MCP Servers

VERDICT

Enables autonomous DFIR investigation by turning the SIFT toolchain into evidence-safe MCP functions, with self-correction, corroboration, and traceable audit trails.

README

VERDICT

Verifiable Evidence Reasoning for DFIR Investigation, Correlation, and Triage

An autonomous incident response analyst for the SANS SIFT Workstation. VERDICT extends Protocol SIFT with a read-only Custom MCP Server that turns the SIFT toolchain into typed, evidence-safe functions, and a Claude Code agent that forms hypotheses, corroborates every claim against the actual tool output, and self-corrects when sources disagree. It is built to match adversary speed without trading away the one thing a responder cannot lose: the integrity of the evidence and the truth of the findings.

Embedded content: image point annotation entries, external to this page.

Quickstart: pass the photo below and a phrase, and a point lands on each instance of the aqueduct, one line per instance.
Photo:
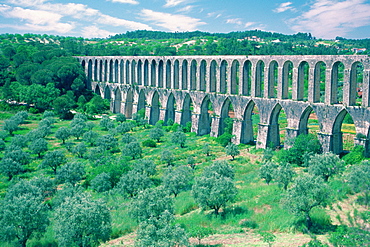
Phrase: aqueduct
(204, 89)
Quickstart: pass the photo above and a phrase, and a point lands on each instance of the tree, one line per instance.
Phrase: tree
(156, 133)
(359, 179)
(284, 174)
(81, 221)
(161, 232)
(325, 165)
(63, 133)
(53, 159)
(306, 193)
(132, 150)
(72, 173)
(268, 170)
(132, 183)
(215, 188)
(38, 146)
(232, 149)
(23, 213)
(177, 180)
(167, 157)
(179, 137)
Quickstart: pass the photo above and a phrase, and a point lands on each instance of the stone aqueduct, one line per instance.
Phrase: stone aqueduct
(183, 88)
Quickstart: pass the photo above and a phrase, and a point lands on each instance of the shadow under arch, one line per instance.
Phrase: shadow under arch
(247, 135)
(170, 109)
(186, 110)
(205, 120)
(154, 109)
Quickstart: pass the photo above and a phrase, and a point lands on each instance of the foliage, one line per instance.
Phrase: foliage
(325, 165)
(306, 193)
(215, 188)
(81, 221)
(232, 149)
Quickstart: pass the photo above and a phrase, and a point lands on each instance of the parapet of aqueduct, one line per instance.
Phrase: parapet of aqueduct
(183, 87)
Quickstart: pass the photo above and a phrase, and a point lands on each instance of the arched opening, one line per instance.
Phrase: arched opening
(247, 82)
(226, 118)
(343, 133)
(107, 94)
(337, 79)
(153, 74)
(111, 71)
(187, 109)
(272, 79)
(259, 79)
(122, 71)
(129, 104)
(251, 119)
(133, 74)
(128, 77)
(319, 82)
(117, 101)
(141, 101)
(356, 82)
(213, 77)
(184, 75)
(160, 74)
(223, 77)
(205, 120)
(193, 75)
(168, 74)
(170, 109)
(302, 84)
(154, 109)
(176, 74)
(140, 72)
(287, 80)
(202, 76)
(116, 69)
(146, 73)
(235, 77)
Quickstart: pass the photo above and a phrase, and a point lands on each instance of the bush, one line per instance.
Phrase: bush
(149, 143)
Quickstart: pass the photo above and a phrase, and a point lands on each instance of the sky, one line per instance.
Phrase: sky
(325, 19)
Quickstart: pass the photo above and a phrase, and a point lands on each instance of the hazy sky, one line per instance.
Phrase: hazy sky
(101, 18)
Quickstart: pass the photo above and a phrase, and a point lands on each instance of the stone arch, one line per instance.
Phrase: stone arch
(205, 120)
(168, 74)
(176, 74)
(153, 73)
(139, 72)
(213, 76)
(160, 74)
(146, 73)
(154, 109)
(302, 83)
(287, 80)
(355, 83)
(337, 75)
(186, 110)
(259, 79)
(272, 79)
(319, 82)
(193, 75)
(337, 134)
(202, 75)
(247, 135)
(129, 103)
(117, 101)
(184, 74)
(247, 81)
(170, 108)
(234, 84)
(223, 77)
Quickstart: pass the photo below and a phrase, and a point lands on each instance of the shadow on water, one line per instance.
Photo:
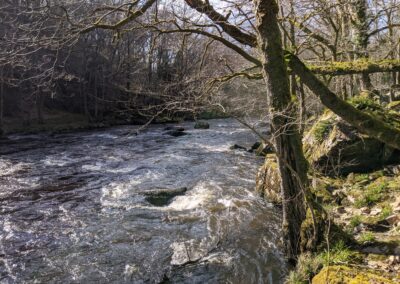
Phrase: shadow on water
(109, 207)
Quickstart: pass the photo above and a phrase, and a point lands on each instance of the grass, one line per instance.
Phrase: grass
(307, 267)
(338, 254)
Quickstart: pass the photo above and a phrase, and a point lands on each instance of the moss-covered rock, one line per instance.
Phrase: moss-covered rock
(335, 147)
(268, 180)
(344, 274)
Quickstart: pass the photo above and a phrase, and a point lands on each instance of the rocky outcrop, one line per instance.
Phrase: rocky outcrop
(268, 180)
(175, 131)
(334, 147)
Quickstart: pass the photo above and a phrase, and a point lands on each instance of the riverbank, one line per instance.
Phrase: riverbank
(61, 122)
(364, 241)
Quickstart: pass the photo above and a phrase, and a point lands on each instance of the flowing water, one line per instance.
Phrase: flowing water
(73, 209)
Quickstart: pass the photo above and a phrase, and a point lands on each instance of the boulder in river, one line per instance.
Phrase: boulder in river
(268, 180)
(176, 133)
(335, 147)
(175, 128)
(237, 147)
(201, 125)
(264, 149)
(163, 197)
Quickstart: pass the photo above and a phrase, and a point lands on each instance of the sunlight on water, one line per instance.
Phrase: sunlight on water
(75, 208)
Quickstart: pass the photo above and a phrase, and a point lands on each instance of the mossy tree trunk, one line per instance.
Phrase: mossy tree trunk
(287, 141)
(366, 123)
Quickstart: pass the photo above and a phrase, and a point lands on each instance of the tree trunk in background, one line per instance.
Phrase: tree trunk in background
(39, 106)
(362, 38)
(287, 141)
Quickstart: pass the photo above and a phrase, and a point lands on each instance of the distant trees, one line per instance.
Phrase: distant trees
(151, 57)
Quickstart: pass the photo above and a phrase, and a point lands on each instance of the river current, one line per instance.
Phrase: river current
(73, 208)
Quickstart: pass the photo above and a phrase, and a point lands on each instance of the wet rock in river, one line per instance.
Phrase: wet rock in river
(163, 197)
(237, 147)
(175, 128)
(268, 180)
(176, 133)
(201, 125)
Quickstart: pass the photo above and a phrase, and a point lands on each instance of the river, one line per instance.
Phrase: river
(74, 208)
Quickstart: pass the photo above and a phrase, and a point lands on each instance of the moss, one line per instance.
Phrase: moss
(355, 221)
(373, 193)
(339, 254)
(322, 130)
(367, 237)
(394, 105)
(344, 274)
(307, 267)
(387, 210)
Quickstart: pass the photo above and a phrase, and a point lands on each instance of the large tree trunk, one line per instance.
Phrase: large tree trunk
(287, 142)
(362, 38)
(364, 122)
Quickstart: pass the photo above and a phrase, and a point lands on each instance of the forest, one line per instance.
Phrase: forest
(200, 141)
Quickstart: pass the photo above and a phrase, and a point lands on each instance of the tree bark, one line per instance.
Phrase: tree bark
(287, 142)
(364, 122)
(1, 101)
(362, 39)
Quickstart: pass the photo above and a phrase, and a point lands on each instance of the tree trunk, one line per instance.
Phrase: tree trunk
(1, 101)
(287, 142)
(39, 106)
(362, 38)
(365, 123)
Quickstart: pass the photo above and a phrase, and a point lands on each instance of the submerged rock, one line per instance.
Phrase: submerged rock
(163, 197)
(237, 147)
(335, 147)
(268, 180)
(176, 133)
(201, 125)
(175, 128)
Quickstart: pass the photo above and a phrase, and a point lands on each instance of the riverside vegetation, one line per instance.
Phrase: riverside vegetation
(356, 179)
(316, 71)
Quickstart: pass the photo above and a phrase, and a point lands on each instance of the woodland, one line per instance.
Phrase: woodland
(318, 82)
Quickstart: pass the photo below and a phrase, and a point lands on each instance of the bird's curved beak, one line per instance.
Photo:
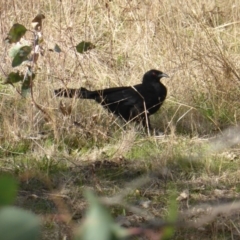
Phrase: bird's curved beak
(163, 75)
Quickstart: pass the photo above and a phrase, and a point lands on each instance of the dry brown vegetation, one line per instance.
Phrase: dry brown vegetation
(197, 44)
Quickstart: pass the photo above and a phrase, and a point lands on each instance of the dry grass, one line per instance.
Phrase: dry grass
(194, 42)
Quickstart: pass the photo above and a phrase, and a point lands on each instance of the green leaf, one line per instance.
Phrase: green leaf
(169, 231)
(16, 32)
(13, 77)
(84, 46)
(18, 224)
(21, 55)
(99, 223)
(8, 190)
(57, 48)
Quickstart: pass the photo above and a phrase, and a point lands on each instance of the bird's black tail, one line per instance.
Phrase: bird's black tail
(72, 92)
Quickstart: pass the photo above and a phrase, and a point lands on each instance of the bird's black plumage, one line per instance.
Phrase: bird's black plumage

Find Evil is about closing the gap between machine-speed attacks and human-speed response. In November 2025 Anthropic documented GTG-1002, a state-sponsored operation that drove Claude Code through reconnaissance, exploitation, and lateral movement at 80 to 90 percent autonomy, at request rates Anthropic called physically impossible for human operators. That was the offensive side. Protocol SIFT is the defensive answer, and Rob Lee's framing is exact: meet AI threat speed with defensive AI orchestration. VERDICT sharpens that orchestration by making the two failure modes of an autonomous responder (modifying evidence, and confidently reporting things that are not true) structurally impossible rather than merely discouraged.

Submission compliance (read this first)

Every required component, with its exact location. This project is complete and each item is linked below.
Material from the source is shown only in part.